Recently, diabetes has been declared a public health emergency in both the United States and around the world. The Centre for Disease Control and Prevention states that over thirty million people in the US alone are living with diabetes. Though the treatment plans for the disease have become more common, the number of cases and deaths caused by it seem to be increasing instead of going down.
In the latest Mayo Clinic Proceedings, one of the major reasons for this is stated to be the cost of insulin. For people with diabetes, insulin injections are required several times especially in type 1 of the disease. For patients of diabetes type 1, insulin is fundamental since their bodies stop the production of the hormone almost completely.
Insulin is a hormone naturally produced by the body to regulate blood glucose levels effectively. Malfunction in the hormone’s production can lead to a number of complications. In diabetes type 1, the affected person’s pancreas, the organ primarily responsible for insulin production, stops functioning normally. Hence the body produces little or no insulin.
Diabetes type 2 patients, in comparison, are recommended to make lifestyle and diet changes for reversing the disease.

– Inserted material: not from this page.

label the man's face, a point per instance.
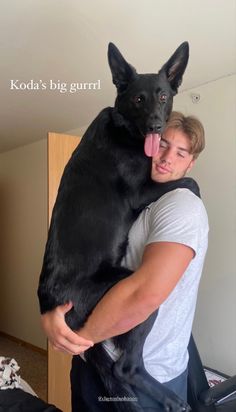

However, some cases of type 2 diabetes also require insulin injections along with the suggested changes.
The latest Mayo Clinic Proceedings show that insulin, despite its widespread use in the United States, is ten times more expensive in comparison with any other developed countries around the globe. These rising prices of the essential hormone can, in turn, take a toll on people living with diabetes type 1 as many of them are not able to afford it.
As a result, a big number of patients do not take as many insulin injections as they are prescribed by their doctor. The proceedings suggest that such rationing can cause life-threatening complications.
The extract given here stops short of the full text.